9. Reporting Averages Flatten Operational Risk
All data is presented as 12-month rolling global averages. This masks:
Seasonal cooling variation;
Grid volatility;
Peak-load stress periods;
Location-specific inefficiencies.
No site-level PUE or WUE is disclosed. No high-water mark metrics are provided. Averages create a perception of stability that does not exist.
10. No Task or Model-Level Segmentation
Energy, emissions, and water data is not broken down by workload type. The report provides:
No comparison between chat, code, summarisation, or multimodal tasks;
No data per model family;
No insight into differential cost per task.
Without this, organisations cannot prioritise optimisation efforts or account for carbon by use case.
11. Methodology Is Not Disclosed or Auditable
There is no technical appendix, methodology paper, or reproducible dataset.
System boundaries are undefined;
Measurement tools and assumptions are unspecified;
No independent review or validation is referenced.

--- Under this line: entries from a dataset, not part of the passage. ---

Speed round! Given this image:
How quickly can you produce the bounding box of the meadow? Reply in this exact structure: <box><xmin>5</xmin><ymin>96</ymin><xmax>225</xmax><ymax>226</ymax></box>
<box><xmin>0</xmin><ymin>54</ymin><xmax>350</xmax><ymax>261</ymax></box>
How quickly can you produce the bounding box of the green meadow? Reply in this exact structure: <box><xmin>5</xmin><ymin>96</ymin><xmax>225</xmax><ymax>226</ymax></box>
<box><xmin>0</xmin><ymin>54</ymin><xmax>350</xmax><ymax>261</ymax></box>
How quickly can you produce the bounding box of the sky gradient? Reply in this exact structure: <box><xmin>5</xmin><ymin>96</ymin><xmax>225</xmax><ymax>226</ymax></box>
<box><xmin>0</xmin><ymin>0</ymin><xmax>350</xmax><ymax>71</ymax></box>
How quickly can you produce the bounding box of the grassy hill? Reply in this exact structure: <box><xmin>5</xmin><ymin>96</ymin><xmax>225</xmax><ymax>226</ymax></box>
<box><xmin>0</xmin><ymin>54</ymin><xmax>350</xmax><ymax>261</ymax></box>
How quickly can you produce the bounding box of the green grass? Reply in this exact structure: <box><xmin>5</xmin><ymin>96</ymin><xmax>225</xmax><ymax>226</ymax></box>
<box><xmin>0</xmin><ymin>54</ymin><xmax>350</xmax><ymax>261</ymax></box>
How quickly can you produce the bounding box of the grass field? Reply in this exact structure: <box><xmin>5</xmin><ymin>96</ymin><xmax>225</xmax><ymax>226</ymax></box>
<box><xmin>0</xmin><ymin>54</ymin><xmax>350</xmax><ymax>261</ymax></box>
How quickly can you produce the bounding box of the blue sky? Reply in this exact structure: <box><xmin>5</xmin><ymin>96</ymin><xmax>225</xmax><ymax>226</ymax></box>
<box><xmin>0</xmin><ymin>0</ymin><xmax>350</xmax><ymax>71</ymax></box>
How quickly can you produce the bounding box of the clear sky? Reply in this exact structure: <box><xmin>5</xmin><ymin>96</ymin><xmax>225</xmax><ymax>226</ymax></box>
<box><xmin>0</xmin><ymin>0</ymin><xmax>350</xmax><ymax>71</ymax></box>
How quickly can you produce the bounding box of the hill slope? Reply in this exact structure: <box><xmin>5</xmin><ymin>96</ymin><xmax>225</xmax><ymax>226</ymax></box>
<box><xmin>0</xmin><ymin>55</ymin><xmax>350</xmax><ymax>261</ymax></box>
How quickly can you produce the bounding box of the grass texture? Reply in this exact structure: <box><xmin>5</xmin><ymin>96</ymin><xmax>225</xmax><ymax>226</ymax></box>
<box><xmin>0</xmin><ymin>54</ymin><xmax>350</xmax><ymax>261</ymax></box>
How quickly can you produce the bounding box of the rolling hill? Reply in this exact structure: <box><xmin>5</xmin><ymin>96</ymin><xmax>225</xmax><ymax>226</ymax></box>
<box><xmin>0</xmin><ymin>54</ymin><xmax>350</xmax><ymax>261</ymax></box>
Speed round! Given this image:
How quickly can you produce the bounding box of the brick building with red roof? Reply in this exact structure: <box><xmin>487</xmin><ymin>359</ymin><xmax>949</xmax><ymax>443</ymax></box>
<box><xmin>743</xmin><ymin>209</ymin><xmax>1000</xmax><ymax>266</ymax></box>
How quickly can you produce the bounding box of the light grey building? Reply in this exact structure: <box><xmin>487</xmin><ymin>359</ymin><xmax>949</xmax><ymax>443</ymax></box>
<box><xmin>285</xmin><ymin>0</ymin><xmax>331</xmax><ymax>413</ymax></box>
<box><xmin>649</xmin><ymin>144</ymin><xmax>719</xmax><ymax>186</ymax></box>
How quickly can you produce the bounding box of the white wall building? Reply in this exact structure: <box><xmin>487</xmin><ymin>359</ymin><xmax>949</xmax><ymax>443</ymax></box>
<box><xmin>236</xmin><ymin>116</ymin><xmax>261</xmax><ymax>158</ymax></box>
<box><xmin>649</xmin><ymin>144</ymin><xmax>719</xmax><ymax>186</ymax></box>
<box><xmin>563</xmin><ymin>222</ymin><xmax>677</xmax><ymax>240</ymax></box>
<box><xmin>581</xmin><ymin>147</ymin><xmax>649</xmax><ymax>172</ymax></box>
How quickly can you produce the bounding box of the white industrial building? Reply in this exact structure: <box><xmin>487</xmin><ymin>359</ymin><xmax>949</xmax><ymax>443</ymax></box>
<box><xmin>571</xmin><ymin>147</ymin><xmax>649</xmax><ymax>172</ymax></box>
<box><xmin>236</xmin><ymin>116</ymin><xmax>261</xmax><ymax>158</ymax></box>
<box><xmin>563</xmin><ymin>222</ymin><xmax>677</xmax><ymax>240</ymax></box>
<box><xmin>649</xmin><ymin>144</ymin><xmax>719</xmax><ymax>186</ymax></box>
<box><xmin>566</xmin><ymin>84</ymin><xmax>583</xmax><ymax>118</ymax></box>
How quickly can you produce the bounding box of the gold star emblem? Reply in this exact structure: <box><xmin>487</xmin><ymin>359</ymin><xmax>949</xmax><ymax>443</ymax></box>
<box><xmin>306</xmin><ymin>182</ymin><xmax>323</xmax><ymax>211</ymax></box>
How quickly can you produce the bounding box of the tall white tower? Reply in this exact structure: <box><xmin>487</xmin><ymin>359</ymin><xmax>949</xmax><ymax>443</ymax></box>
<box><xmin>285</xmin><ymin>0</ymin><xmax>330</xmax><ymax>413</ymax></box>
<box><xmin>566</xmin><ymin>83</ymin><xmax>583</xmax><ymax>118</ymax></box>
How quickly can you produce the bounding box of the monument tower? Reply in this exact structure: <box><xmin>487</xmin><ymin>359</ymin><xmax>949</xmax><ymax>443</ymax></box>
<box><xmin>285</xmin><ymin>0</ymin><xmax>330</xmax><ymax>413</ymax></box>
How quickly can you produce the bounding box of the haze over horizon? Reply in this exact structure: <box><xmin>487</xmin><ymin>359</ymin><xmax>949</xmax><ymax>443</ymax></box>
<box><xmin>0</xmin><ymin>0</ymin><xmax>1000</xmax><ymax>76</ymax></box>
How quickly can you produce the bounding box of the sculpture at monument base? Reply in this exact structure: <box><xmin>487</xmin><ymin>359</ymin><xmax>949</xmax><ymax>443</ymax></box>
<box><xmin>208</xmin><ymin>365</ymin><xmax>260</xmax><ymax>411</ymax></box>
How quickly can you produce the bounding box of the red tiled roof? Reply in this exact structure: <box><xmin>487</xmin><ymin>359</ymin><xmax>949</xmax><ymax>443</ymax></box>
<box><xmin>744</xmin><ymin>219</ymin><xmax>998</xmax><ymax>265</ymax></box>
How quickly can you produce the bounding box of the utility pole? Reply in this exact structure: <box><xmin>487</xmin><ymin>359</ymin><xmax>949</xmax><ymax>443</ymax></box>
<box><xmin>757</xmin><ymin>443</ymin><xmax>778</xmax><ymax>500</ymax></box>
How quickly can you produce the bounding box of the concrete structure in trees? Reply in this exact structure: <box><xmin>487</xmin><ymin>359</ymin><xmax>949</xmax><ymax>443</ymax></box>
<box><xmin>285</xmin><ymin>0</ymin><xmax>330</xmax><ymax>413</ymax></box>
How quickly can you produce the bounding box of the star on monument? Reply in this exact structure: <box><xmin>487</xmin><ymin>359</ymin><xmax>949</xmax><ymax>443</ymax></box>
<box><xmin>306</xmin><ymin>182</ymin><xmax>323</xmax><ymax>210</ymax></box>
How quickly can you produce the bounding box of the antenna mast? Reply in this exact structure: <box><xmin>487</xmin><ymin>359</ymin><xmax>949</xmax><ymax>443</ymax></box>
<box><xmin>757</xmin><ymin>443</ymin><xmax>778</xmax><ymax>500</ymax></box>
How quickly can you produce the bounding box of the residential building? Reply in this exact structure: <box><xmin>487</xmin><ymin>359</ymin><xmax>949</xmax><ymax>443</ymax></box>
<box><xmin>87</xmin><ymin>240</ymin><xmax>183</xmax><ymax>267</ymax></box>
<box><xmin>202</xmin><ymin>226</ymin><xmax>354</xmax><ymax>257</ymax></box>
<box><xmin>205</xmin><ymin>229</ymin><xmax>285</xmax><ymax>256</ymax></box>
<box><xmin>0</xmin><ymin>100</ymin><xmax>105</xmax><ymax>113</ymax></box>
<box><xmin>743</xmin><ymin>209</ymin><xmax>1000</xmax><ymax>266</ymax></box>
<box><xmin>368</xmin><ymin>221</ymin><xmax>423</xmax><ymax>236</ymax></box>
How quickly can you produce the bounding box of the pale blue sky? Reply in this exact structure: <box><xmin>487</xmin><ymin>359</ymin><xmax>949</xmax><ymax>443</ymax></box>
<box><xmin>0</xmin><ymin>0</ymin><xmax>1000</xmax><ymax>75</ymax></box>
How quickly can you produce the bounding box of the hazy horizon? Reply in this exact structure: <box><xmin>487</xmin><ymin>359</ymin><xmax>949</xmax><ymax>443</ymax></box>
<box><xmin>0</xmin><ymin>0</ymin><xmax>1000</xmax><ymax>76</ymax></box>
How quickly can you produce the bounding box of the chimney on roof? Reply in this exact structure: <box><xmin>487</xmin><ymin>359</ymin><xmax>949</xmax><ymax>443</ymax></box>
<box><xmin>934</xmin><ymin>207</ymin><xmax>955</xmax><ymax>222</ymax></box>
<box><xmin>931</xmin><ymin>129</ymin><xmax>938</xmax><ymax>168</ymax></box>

The report fails to meet basic transparency standards expected in regulated sustainability disclosures.
Conclusion: A Reputational Asset, Not an Environmental Report
This is not a robust emissions disclosure. It is a communications document, carefully shaped to minimise scrutiny and present a curated narrative of progress. It omits what matters, averages away what is inconvenient, and excludes the most resource-intensive elements of AI. The danger is not just in what’s missing, it's that these numbers will be recycled and cited without qualification. They will appear in ESG dashboards, vendor assessments, and regulatory consultations as if they reflect real-world conditions.
Organisations should demand full-stack visibility, traceable data, lifecycle emissions, and workload segmentation. Until that becomes standard, reports like this should be treated with caution, not as credible models of environmental performance.